Take abuse of incumbency. In its final report on this year’s general election, the European Union Election Observation Mission (EU-EOM) said, among other things, that “abuse of incumbency by various political office holders distorted the playing field.” Of course, abuse of incumbency is prevalent at the state level, through obstructions and interferences by state governors. But it’s the Federal Government, which directly controls the security agencies, the electoral body and other instruments of power, that most blatantly abuses its incumbency to distort the playing field in a presidential election.

Last week, former President Muhammadu Buhari said he delayed the removal of the fuel subsidy “to allow Tinubu to win the election.” In a statement issued through Garba Shehu, his former spokesman, Buhari said: “Polls after polls showed that the party would have been thrown out of office if the decision as envisaged by the new Petroleum Industry Act was made.” In other words, Buhari cynically refused to implement a decision provided for in law to allow Tinubu to win the presidential election!

By his own admission, Buhari deceived Nigerians and effectively “rigged” the election for Tinubu. He withheld a difficult decision that was in the national interest to give Tinubu an electoral advantage. Such abuse of incumbency distorts political competition. It’s hard to imagine a former president in a true representative democracy saying that he deliberately manipulated government policy to allow his party’s presidential candidate to win an election, instead of letting him compete with others, based on his manifesto, on a level playing field. The UK has a “purdah rule” that prevents such abuse of incumbency.

But what about political cannibalism? In 2015, APC came into power after helping to destabilise PDP. The newly-formed APC lured Atiku, Bukola Saraki and the so-called G-5 governors away from the PDP. Truth is, had PDP not splintered, fuelled by external forces, APC probably wouldn’t have won in 2015. Similarly, Atiku probably lost this year’s presidential election because of the deep divisions in the PDP, caused by the self-interestedness of Nyesom Wike, the ultra-narcissistic former governor of Rivers State, and his “Gang of Five”; the hare-brained arrogance and intransigence of Iyorchia Ayu, PDP’s former national chairman, now utterly shamed into silence after the election; and, of course, the crass opportunism of Tinubu, who blatantly fuelled and exploited the PDP crisis.

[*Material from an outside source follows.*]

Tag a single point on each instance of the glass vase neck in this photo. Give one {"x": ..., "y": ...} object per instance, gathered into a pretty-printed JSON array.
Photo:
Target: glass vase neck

Before he became president, Tinubu was a master of “settlement”, who used his stupendous unexplained and inexplicable wealth to buy political influence and have his way. Now, he’s using the enormous patronage and power of the presidency to muscle his way through difficult political situations.

Henry Kissinger, former US secretary of state, famously said that “power is the ultimate aphrodisiac.” Indeed, it is! And few have been able to resist the allure of Tinubu’s patronage and presidential powers. Although his party has a slim majority in the Senate and no majority in the House of Representatives, Tinubu dangled political favours before Wike, his gang and others to get his preferred presiding officers. Now, Tinubu and Wike are in cahoots, plotting to impose “friendly” Minority Leaders in the National Assembly.

Which brings us back to two other key characteristics of a representative democracy: political accountability and government transparency. Both require a robust legislature and a strong opposition party. Surely, by working with Tinubu to neuter the National Assembly and cripple the main opposition PDP, Wike and his gang are not only playing disruptive politics, but they’re also undermining representative democracy. They should do the honourable thing: join Tinubu’s party, defect to APC!